Required scores for each classification can be found in the appropriate tables in AGBs Shooting Administrative Procedures.
Clout classifications have separate badges but have the same conditions, and cost £4.
A handicap in archery is a number between 0 and 100 which indicates the ability of an archer. The lower the handicap score the better the archer. Handicaps are available on any recognised target round. Each archer has a separate handicap done for each bowstyle as well as indoor and outdoor rounds.
Handicaps are an easy way way to keep track of your improvement, and compare different rounds when score is not the easiest way (e.g. comparing your metric and imperial rounds). Some competitions even use handicaps and score adjustment tables to allow all archers to compete on a more level playing field.

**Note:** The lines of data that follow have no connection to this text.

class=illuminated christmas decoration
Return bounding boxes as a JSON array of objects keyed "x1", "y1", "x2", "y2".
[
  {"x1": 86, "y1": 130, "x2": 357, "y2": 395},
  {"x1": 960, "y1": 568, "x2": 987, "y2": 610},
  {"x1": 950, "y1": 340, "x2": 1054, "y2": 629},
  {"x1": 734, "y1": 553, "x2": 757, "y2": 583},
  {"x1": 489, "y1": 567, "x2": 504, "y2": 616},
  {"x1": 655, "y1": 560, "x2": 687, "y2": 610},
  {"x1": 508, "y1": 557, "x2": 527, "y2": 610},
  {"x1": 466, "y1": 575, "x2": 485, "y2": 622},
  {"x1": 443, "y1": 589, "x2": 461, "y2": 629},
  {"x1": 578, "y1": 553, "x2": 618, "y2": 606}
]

You can keep track of you own handicaps on the following website link.
You can also keep track of your handicap by submitting scores to the records officer or our golden records system.
When calculating your first handicap for the season you take an average of the handicaps for your first three scores of the season. For the second handicap you average your first handicap and the handicap score of the new round shot. Your handicap never gets worse. It is always rounded to a whole number.
For example an archer shoots three scores with handicaps 59, 54 and 57. Their first handicap is 59+54+57/3=57
They then shoot another 59 handicap round. 57+59/2=58. The archers handicap remains at 57.
They then shoot a 55 handicap round and their handicap improves to 56.